How many digits of Chaitin's $\Omega$ constant would we know if we had a $\Sigma_1$-Oracle? According to Wikipedia (and it seems intuitive from the definition itself), $\Omega$ is Turing equivalent to the halting problem and thus at level $\Delta_2^0$  of the arithmetical hierarchy. Do this mean that we can compute all digits of $\Omega$ if we had a $\Sigma_1$-Oracle? (or should it be a $\Sigma_2$-Oracle to include all $\Pi_2$ statements, which are equivalent to $\Sigma_3$ statements, I am still confused about this detail). 
If so, the claim that the number of known digits of $\Omega$ gives some measure of the strength of a theory doesn't make sense. The number of known digits of $\Omega$ could only discriminate among the strengths of different theories of the kind T=PA+$\Psi$, where $\Psi$ is a subset of all possible $\Sigma_2$ statements, but cannot measure anything if the theory include axioms of complexity $\Sigma_3^0$ and above. Which is very low in theory strength (not to mention if we include higher levels, entering the  analytical hierarchy). Is this correct?    
 A: Yes, $\Omega$ is computable from $0'$. The set $0'$ is $\Sigma^0_1$, so if you have access any other $\Sigma^0_1$ complete set you can also compute all the digits of $\Omega$. Thus the set of numbers coded by the digits of $\Omega$ is $\Delta^0_2$. However, this set is not $\Sigma^0_1$ - that distinction can be a point of confusion. 
Each true, effective theory of arithmetic can only prove the values of a certain finite number of digits of $\Omega$, and the number of digits for which a theory can prove the values is a measure of the strength of the theory. But even though $\Omega$ is $\Delta^0_2$, a theory can get information about the digits of $\Omega$ from axioms of arbitrarily high complexity. 
For comparison, a more common way to measure the strength of a theory $T$ is to determine a collection of effective theories $T'$ such that $T$ proves $\text{Con}(T')$. Now each statement $\text{Con}(T')$ is a $\Sigma^0_1$ question, so the oracle $0'$ is able to answer all of these questions correctly. But a given theory $T$ will not be able to prove the consistency of arbitrary consistent theories, by Gödel's incompleteness theorems.
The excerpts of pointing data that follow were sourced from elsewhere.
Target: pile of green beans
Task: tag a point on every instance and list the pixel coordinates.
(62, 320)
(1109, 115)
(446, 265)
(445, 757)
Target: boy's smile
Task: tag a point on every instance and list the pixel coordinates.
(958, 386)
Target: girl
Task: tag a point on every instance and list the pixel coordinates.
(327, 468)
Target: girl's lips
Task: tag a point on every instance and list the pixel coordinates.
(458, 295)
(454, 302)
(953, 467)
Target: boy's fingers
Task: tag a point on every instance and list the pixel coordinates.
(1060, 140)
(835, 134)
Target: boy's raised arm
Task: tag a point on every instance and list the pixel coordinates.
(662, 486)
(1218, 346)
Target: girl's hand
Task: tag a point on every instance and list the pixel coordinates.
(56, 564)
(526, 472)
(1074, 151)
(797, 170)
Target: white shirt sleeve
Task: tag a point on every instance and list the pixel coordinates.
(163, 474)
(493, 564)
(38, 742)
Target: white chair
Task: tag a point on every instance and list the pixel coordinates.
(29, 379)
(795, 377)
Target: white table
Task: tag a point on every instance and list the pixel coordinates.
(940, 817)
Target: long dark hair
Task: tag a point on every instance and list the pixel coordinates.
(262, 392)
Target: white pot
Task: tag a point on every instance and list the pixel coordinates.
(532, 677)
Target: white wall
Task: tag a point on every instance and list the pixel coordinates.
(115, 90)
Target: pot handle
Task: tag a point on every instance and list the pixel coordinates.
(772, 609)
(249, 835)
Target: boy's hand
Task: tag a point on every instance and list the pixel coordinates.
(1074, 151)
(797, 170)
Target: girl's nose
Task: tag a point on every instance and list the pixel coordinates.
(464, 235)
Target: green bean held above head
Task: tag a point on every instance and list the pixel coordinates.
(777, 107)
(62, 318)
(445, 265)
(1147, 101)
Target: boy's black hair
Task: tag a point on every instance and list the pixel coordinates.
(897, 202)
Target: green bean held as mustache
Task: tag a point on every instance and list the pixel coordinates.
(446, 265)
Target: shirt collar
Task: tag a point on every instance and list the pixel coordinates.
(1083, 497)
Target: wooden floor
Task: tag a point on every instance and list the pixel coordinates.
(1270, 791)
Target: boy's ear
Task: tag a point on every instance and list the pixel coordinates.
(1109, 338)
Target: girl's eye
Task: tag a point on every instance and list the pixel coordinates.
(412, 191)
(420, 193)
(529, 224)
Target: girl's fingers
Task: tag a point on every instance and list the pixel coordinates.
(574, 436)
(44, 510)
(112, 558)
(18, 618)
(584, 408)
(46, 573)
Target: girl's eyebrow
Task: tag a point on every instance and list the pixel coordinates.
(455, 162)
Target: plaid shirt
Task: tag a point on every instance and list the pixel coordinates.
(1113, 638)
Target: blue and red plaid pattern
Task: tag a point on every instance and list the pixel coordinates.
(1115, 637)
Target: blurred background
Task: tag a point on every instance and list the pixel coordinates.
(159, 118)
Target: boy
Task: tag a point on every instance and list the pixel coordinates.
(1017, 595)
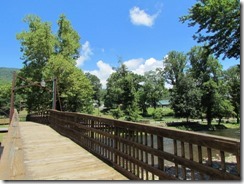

And it can be that adding an axiom of high complexity to $T$ can affect the $\Sigma^0_1$ consequences of $T$. 
This measure of strength is not intended to distinguish theories that have the same $\Sigma^0_1$ consequences. The set of $\Sigma^0_1$ consequences turns out to be an interesting measure of strength because of its connection to consistency statements. Of course it only gives one viewpoint on the strength of a theory. 
There are three common ways to measure the strength of a theory:


*

*Its set of logical consequences

*The collection of effective theories that it can prove consistent

*The collection of computable well orderings that it can prove to be well ordered


These three give different information about a theory, although in practice there is a close connection between the second and third. One problem with the first is that it is very sensitive to the language of the theory. For example, the language of Peano arithmetic does not include any nontrivial formulas in the analytical hierarchy, so PA cannot prove them. But there are some effective theories in the language of second-order arithmetic that are weaker than PA in the second and third senses even though they are able to prove statements arbitrarily high in the analytical hierarchy.